The truth is, we do not know what is in the mind or heart of someone else. We do not have the right to stand in judgment of the victim or the survivors. We must leave judgment in the hands of the Lord because He is the only one qualified to make such judgments.
Elder M. Russell Ballard has said, “Obviously, we do not know the full circumstances surrounding every suicide. Only the Lord knows all the details, and he it is who will judge our actions here on earth.
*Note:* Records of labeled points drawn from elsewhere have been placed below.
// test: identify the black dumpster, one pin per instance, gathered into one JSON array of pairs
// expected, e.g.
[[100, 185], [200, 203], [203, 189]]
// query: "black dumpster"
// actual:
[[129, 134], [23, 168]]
When he does judge us, I feel he will take all things into consideration: our genetic and chemical makeup, our mental state, our intellectual capacity, the teachings we have received, the traditions of our fathers, our health, and so forth.” (“Suicide: Some Things We Know, and Some We Do Not,” Ensign, Oct 1987, 6).
Time to Grieve
Not everyone deals with tragedy in the same way. Some people want to talk through it, while others prefer to say very little. Some want people around and others need solitude to process feelings and thoughts. One person may be able to function again in a few weeks, yet another may need months or years to make sense of an altered life.
We should offer unconditional support and comfort, not try to force those who are grieving to heal according to our proposed schedule. Those who lose loved ones to suicide not only have to deal with losing a loved one, they have additional fears and concerns.
“In addition to the feelings of grief, anger, guilt, and rejection which the victims of such a family feel, Latter-day Saints carry an additional burden. The purpose of our mortal lives, we know, is to prove ourselves, to eventually return to live in the celestial kingdom. One who commits suicide closes the door on all that, some have thought, consigning himself to the telestial kingdom." (M. Russell Ballard, “Suicide: Some Things We Know, and Some We Do Not,” Ensign, Oct 1987, 6).
The Lord will determine the status of those who take their own lives. We should not try to guess their status nor should we encourage those who’ve already suffered a great loss to entertain these thoughts.
Listen and Love
The best way we can help those who’ve lost a loved one to suicide is to listen without judgment and love without condition.
Sometimes, words offer little comfort at a time like this. Reach out with a hug and let those directly affected know that you love them. Be sensitive to their needs and extend help when necessary. Those left behind to pick up the pieces after a suicide sometimes feel an extra burden of guilt. Make sure they know you love them despite what happened. At this tender and emotionally charged time, simply knowing that others love them will help them heal.
Turn to the Savior
Suicide is a tragic end to a life. It leaves so much heartbreak, sorrow, and regret. The only way to truly deal with suicide is to turn to the Savior. He will not only guide those who earnestly seek to help, but through the miraculous power of the atonement, He will heal the hearts of those who’ve lost a loved one to suicide.